Die Verzögerungen unter den westlichen Verbündeten machen die Entscheidungen der arabischen Länder für Obama umso wichtiger. Vor einem Treffen am Sonntagnachmittag in Kairo berichteten ägyptische Medien, dass die Liga eine positive Erklärung zu einem US-Militärschlag in Syrien abgeben könne. Syrien ist seit Herbst 2011 aus der Liga ausgeschlossen, Ägypten lehnt einen Militärschlag ab, ist aber durch die Krise im eigenen Land absorbiert.

Die Stunde von Saudi-Arabien und Katar

Damit schlägt die Stunde von Saudi-Arabien und Katar, den reichen Unterstützern und Finanziers der Rebellen.
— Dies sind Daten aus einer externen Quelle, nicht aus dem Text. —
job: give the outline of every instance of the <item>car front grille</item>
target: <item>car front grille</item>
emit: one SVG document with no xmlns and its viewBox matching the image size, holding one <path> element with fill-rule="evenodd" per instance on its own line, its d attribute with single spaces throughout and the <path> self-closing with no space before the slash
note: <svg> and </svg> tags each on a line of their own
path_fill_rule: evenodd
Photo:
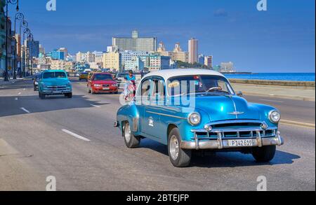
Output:
<svg viewBox="0 0 316 205">
<path fill-rule="evenodd" d="M 257 120 L 217 122 L 206 125 L 212 127 L 210 132 L 204 129 L 192 129 L 192 132 L 195 133 L 195 139 L 197 137 L 199 139 L 218 139 L 218 134 L 226 139 L 275 136 L 277 127 L 271 127 L 264 129 L 262 128 L 263 123 L 265 122 Z"/>
</svg>

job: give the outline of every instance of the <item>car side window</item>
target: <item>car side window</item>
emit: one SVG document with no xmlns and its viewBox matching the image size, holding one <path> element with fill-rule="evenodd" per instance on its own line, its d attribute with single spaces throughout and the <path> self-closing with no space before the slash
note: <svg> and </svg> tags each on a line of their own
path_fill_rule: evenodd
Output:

Sie drängen offenbar auf einen Militärschlag und sogar einen "begrenzten Krieg". Um zögernde Länder wie Ägypten, aber auch den Irak oder Algerien umzustimmen, könnten sie Formulierungen vorschlagen, die den exzessiven Gebrauch von Waffen ablehnt und die territoriale Unversehrtheit Syriens zur Priorität macht.

Während Saudi-Arabien die größere Gefahr in einem Fortbestehen der schiitischen Achse von der libanesischen Hisbollah über das schiitisch-stämmige Alawiten-Regime Assads bis zum schiitischen Iran sieht, fürchtet Ägypten mit Blick auf die Unruhen der Dschihadisten auf dem Sinai einen Aufstieg sunnitischer Radikaler in der Region - wie sie unter den Rebellen zahlreich zu finden sind.

Allerdings müssten die Mitglieder der Arabischen Liga ein tiefsitzendes Unbehagen gegen westliche Interventionen in der Region überwinden. So sehr viele Menschen das brutale Regime Assads auch ablehnen - in Ländern wie Ägypten könnte ein Militärschlag einem ohnehin verbreiteten Antiamerikanismus neue Nahrung geben.